The variable α subunit has an open β barrel structure made of five antiparallel β strands. Its interaction with the catalytic subunit occurs mainly with two loops between β strands. The residues in these two loops are mostly conserved and are thought to stabilize the 4Fe-4S cluster in the catalytic subunit. Structurally, the α subunit is very similar to the PsaE protein, a subunit of Photosystem I, though the similarity is not seen in their sequences or functions.

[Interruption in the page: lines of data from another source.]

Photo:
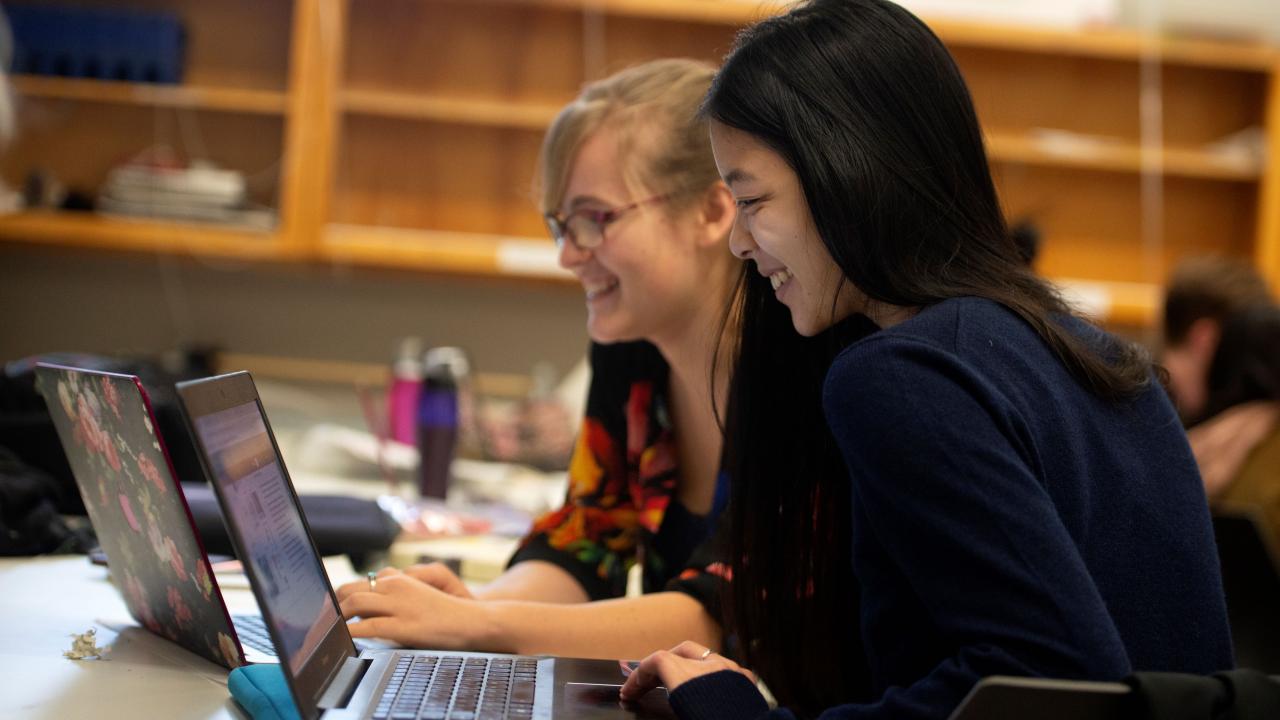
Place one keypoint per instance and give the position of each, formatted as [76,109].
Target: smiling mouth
[598,288]
[780,278]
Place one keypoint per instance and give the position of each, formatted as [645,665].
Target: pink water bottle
[405,390]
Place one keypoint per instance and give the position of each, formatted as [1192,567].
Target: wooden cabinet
[405,133]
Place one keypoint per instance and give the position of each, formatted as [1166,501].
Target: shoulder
[961,351]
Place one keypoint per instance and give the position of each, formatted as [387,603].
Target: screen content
[293,584]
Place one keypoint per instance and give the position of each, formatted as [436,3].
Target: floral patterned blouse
[622,477]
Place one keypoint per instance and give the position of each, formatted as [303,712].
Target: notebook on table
[327,675]
[140,514]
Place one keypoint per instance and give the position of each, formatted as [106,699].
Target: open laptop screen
[255,492]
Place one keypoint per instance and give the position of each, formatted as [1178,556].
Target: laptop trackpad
[594,700]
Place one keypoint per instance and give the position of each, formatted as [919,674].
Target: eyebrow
[736,176]
[579,200]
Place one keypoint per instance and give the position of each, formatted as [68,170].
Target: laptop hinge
[344,683]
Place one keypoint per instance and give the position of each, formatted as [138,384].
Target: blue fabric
[1006,520]
[263,692]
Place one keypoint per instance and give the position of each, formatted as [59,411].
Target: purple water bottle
[438,418]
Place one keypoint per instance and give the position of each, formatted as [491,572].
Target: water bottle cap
[452,360]
[408,359]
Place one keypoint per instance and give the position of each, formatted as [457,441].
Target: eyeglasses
[585,227]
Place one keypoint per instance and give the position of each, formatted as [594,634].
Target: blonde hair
[662,141]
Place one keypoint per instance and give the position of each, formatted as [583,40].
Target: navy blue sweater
[1006,520]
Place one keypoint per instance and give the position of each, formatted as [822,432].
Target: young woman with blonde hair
[630,192]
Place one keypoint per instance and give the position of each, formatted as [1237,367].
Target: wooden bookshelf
[494,113]
[405,133]
[1087,154]
[448,253]
[225,99]
[108,232]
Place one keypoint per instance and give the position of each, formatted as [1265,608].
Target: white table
[45,601]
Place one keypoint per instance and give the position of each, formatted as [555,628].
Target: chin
[606,333]
[808,327]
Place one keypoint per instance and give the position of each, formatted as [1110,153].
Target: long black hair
[869,110]
[1246,365]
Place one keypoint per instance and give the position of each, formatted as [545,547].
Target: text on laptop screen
[296,591]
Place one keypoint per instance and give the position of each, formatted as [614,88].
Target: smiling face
[643,281]
[776,229]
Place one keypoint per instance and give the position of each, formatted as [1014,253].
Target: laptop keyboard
[458,688]
[252,633]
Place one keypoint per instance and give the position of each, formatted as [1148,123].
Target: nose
[740,242]
[571,255]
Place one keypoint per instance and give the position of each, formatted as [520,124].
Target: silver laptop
[325,673]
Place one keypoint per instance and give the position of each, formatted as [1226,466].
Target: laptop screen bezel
[224,392]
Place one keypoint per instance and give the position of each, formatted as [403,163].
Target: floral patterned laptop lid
[137,509]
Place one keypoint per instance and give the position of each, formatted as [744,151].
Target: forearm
[624,628]
[534,580]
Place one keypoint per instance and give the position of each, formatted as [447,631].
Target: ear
[1202,340]
[717,213]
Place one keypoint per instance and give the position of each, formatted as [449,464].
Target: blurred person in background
[1220,355]
[1238,442]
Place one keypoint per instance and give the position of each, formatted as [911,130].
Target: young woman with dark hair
[1008,488]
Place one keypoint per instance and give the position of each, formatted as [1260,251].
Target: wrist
[496,628]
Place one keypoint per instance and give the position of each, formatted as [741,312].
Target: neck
[693,347]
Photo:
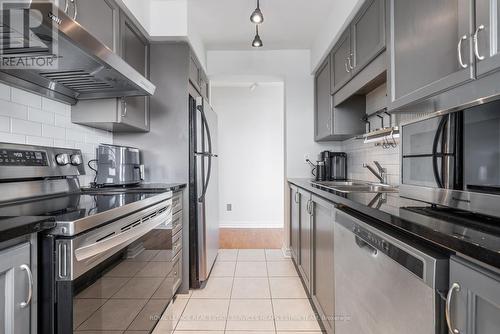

The catalytic β subunit has a general α-helical structure with an [4Fe-4S center]. The FeS center and redox-active Cysteine residues are located within the loops of these helices. Cysteine-55, 74, 76, and 85 are coordinated to the iron atoms of the cubane-type cluster.

==Enzymatic Mechanism==
FTR is unique among thioredoxin reductases because it uses an Fe-S cluster cofactor rather than flavoproteins to reduce disulfide bonds. FTR catalysis begins with its interaction with reduced Ferredoxin. This proceeds with the attraction between FTR Lys-47 and Ferredoxin Glu-92. One electron from Ferredoxin and one electron from the Fe-S center is abstracted to break FTR's Cys-87 and Cys-57 disulfide bond, create a nucleophilic Cys-57, and oxidize the Fe-S center from [4Fe-4S]^{2+} to [4Fe-4S]^{3+}. The structure of this one-electron (from Ferredoxin) intermediate is contested: Staples et al. suggest Cys-87 is coordinated to a Sulfur in the Fe-S center while Dai et al. argue Cys-87 is coordinated to an Iron. Next, the nucleophilic Cys-57, encouraged by an adjacent Histidine residue, attacks a disulfide bridge on Thioredoxin, creating a hetero-disulfide Thioredoxin intermediate. Lastly, a newly docked Ferredoxin molecule delivers the final electron to the FeS center, reducing it to its original 2+ state, reforming the Cys-87, Cys-57 disulfide, and fully reducing thioredoxin to two thiols.